PHOENIX (AP) — A grandfather who forced his grandsons on two grueling hikes in the Grand Canyon in searing August heat was found guilty of child abuse after a trial in which the three boys described going without food and water and being choked and kicked during the long treks.
Investigators said Christopher Alan Carlson of Indianapolis told them the boys were overweight and that he thought hiking the Grand Canyon would help get them into shape. But a criminal complaint said Carlson put his grandsons in circumstances "likely to cause death or serious bodily injuries," and investigators said the boys — 8, 9 and 12 at the time — were covered in cuts, bruises and scars at the end of a 19-mile hike on Aug. 28.
An Arizona jury on Wednesday found Carlson guilty of three of six charges of child abuse stemming from that hike and another one on Aug. 15. He's scheduled to be sentenced June 1, but because the jury convicted him on the three lesser offenses, it was unclear if he could face up to life in prison.

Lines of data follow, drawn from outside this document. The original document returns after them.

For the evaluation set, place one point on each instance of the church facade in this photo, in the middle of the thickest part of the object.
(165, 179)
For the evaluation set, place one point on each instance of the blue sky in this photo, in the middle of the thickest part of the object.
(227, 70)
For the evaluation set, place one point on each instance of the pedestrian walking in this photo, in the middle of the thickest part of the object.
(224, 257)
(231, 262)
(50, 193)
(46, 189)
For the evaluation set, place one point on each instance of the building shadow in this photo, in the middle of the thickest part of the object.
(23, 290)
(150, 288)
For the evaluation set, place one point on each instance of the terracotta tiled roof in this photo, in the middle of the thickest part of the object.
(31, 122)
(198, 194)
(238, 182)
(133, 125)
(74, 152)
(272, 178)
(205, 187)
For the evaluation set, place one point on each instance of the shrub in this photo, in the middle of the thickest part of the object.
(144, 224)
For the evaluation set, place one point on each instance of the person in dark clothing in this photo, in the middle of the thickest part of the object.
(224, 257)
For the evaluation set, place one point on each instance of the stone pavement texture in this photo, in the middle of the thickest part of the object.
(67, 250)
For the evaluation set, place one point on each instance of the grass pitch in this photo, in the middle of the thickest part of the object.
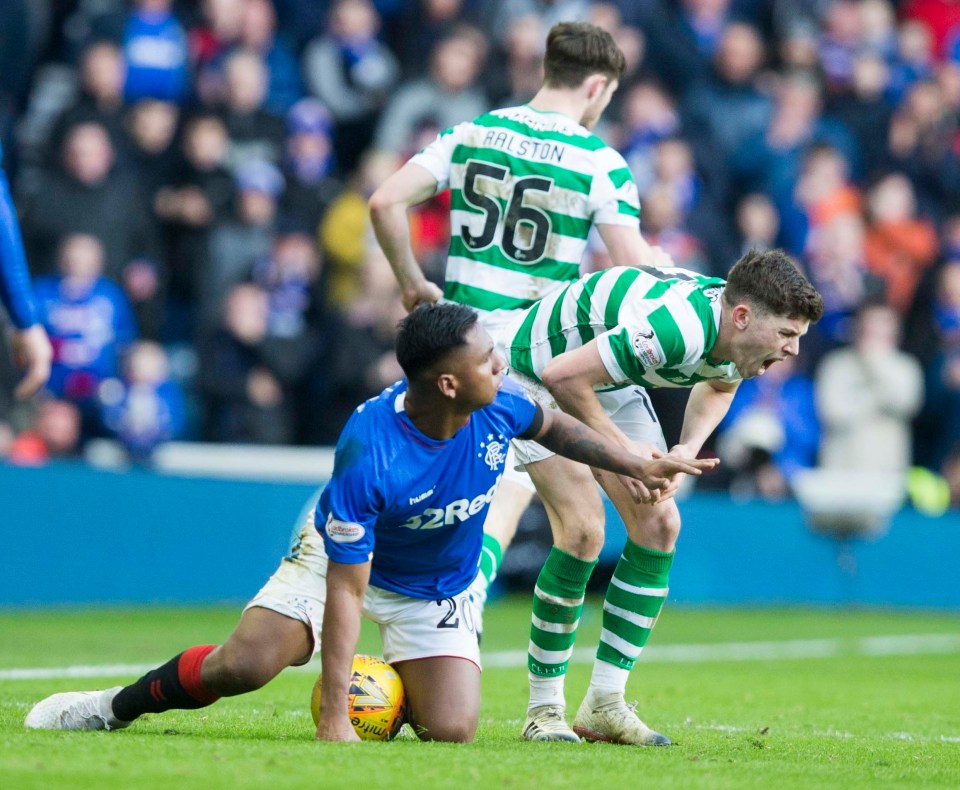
(752, 699)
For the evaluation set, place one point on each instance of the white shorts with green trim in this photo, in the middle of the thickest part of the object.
(410, 628)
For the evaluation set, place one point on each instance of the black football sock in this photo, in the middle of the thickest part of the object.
(174, 686)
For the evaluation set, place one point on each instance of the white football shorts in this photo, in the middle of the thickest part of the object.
(410, 628)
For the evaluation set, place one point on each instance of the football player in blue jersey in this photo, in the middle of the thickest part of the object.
(31, 348)
(395, 537)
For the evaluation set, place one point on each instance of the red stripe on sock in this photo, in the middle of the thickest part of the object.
(188, 670)
(156, 691)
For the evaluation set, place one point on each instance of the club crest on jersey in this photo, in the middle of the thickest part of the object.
(496, 450)
(645, 350)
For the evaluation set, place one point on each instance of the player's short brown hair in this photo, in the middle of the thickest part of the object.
(772, 282)
(575, 50)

All three of the boys testified during the trial, which began Feb. 15. The oldest boy told jurors that he secretly asked a hiker to call 911 toward the end of the Aug. 28 hike after he began throwing up and after he fell down because of cramping and experienced changes to his vision.
"I needed medical attention and I was hurting and he was hitting and pushing me and calling me fat," said the boy. "I was scared and it was hard and I was all weak and tired and kind of hurt."
He said Carlson became angry whenever he started walking too slow, and at one point, hit him in the face with a rock, causing his lips to bleed.
"I started crying and walking faster and he kicked me in the butt and said, 'Run,'" the boy said.
The boy said Carlson was in a hurry to get to the top of the Grand Canyon so he could see the sunset.
A ranger with binoculars spotted the group during their Aug. 28 hike, the same day a man died on another trail from heat exposure. The ranger reported seeing Carlson shoving the oldest boy and whipping him with a rolled-up T-shirt.
Rangers fed the boys and gave them water after one showed symptoms of heat stroke and the other two had signs of heat exhaustion and dehydration.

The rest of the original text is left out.